In Figure 9, we show the alignment of two presynaptic neurotoxins from two higher snakes of the Elapidae family (Bungarus candidus and Naja kaouthia). Most of the sites are conserved: the primary metal binding site and the putative hydrophobic channel remain before the frameshift, and only the fourth (and last) part of the catalytic network seems changed. We also noticed that, in the original second sequence, the Cysteine regions are more conserved at the DNA level than other amino acids, even after the frameshift, which is a strong hint of the non randomness of this part of the alignment.

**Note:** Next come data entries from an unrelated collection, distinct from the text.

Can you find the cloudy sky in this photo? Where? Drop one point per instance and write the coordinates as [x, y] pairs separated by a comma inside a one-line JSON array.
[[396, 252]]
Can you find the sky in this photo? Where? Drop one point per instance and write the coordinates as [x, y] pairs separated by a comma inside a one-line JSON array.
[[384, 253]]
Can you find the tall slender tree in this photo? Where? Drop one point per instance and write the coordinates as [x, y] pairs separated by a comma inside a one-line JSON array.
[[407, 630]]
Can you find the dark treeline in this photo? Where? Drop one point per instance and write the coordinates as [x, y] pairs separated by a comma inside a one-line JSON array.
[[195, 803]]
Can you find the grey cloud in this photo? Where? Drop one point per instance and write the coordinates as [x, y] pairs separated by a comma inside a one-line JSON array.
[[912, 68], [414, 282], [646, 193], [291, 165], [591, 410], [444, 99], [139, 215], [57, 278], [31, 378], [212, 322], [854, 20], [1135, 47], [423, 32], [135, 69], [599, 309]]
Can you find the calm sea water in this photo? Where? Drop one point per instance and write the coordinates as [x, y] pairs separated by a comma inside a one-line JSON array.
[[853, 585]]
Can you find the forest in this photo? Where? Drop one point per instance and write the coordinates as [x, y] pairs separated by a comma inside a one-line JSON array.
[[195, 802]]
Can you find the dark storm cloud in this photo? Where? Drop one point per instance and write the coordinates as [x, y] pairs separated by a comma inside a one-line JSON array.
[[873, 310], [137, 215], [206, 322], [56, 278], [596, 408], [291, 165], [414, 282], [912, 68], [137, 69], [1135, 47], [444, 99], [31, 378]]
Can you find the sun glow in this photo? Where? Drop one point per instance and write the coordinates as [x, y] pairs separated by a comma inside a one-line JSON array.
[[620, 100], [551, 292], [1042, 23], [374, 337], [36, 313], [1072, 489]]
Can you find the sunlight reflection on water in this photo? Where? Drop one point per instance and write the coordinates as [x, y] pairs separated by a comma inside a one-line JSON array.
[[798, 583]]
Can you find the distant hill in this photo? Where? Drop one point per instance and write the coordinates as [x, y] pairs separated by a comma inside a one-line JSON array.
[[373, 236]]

Following the discovered frameshift of Figure 9, we took into consideration the sequences of Bungarus candidus species that were similar to the non-frameshifted presynaptic neurotoxin of Naja kaouthia. An interesting alignment is presented in Figure 10, showing a protein that aligns to it well but not perfectly (at least 4 non synonymous transitions before the frameshift and 1 transversion after): this lets open the potential "duplicated first then frameshifted" origin of the frameshifted protein. This assumption was strongly supported by the alignment of the two corresponding cDNA [GenBank:AY057881.1] and [GenBank:AY057880.1] of two homologous proteins.

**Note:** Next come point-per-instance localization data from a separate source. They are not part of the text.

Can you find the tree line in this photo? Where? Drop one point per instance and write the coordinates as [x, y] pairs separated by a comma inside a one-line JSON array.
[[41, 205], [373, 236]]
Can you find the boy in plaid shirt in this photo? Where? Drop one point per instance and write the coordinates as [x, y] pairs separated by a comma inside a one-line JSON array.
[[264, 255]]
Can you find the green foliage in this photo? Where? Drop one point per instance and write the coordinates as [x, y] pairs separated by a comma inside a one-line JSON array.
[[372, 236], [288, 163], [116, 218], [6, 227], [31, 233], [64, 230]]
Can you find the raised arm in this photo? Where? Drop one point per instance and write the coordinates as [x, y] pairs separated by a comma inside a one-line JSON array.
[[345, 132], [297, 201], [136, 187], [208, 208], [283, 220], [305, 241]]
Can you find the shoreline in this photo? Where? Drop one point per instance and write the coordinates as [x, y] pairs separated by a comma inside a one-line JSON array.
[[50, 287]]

Furthermore, Figure 11 displays an alignment of two presynaptic neurotoxins from two higher snakes of the Elapidae family (Laticauda colubrina and Laticauda laticaudata). It shows that the unidentified peptide is in fact an alternative splicing (or frameshifted) variant of the neurotoxin. Note that BLASTP identification of the frameshifted peptide on the NCBI nr database gives high E-values (minimal is of 0.67) and is thus expected to be missed by automatic prediction tools (since most of the features specific to neurotoxin are not present), whereas the non frameshifted peptide fragment, once identified, gives several E-values <10^-10 on NCBI nr.

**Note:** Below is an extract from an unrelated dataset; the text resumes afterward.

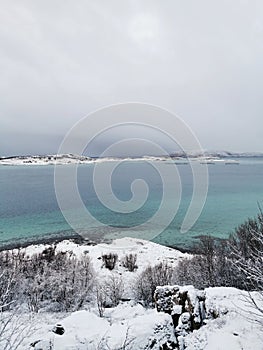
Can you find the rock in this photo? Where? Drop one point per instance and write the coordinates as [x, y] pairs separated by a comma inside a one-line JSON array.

Platelet-derived growth factor is a potent mitogen for cells of mesenchymal origin. Binding of this growth factor to its affinity receptor elicits a variety of cellular responses. It is released by platelets upon wounding and plays an important role in stimulating adjacent cells to grow and thereby heals the wound. In Figure 12, we show the alignment of the back-translated human and rat platelet-derived growth factor proteins. The two proteins share high similarity at the amino acid level on the subsequences 1-84 and 113-195. The amino acids 85-112 can be easily aligned with a frameshift, as can be seen in Figure 12, while classic protein alignment reveals little similarity in these areas (Figure 13).

It is interesting to notice that this double frameshift (if confirmed) may have little influence on the protein (only the beginning of the receptor binding interface is modified). It is also interesting to notice that both the "inducing" and "correcting" frameshifts are located on two different exons.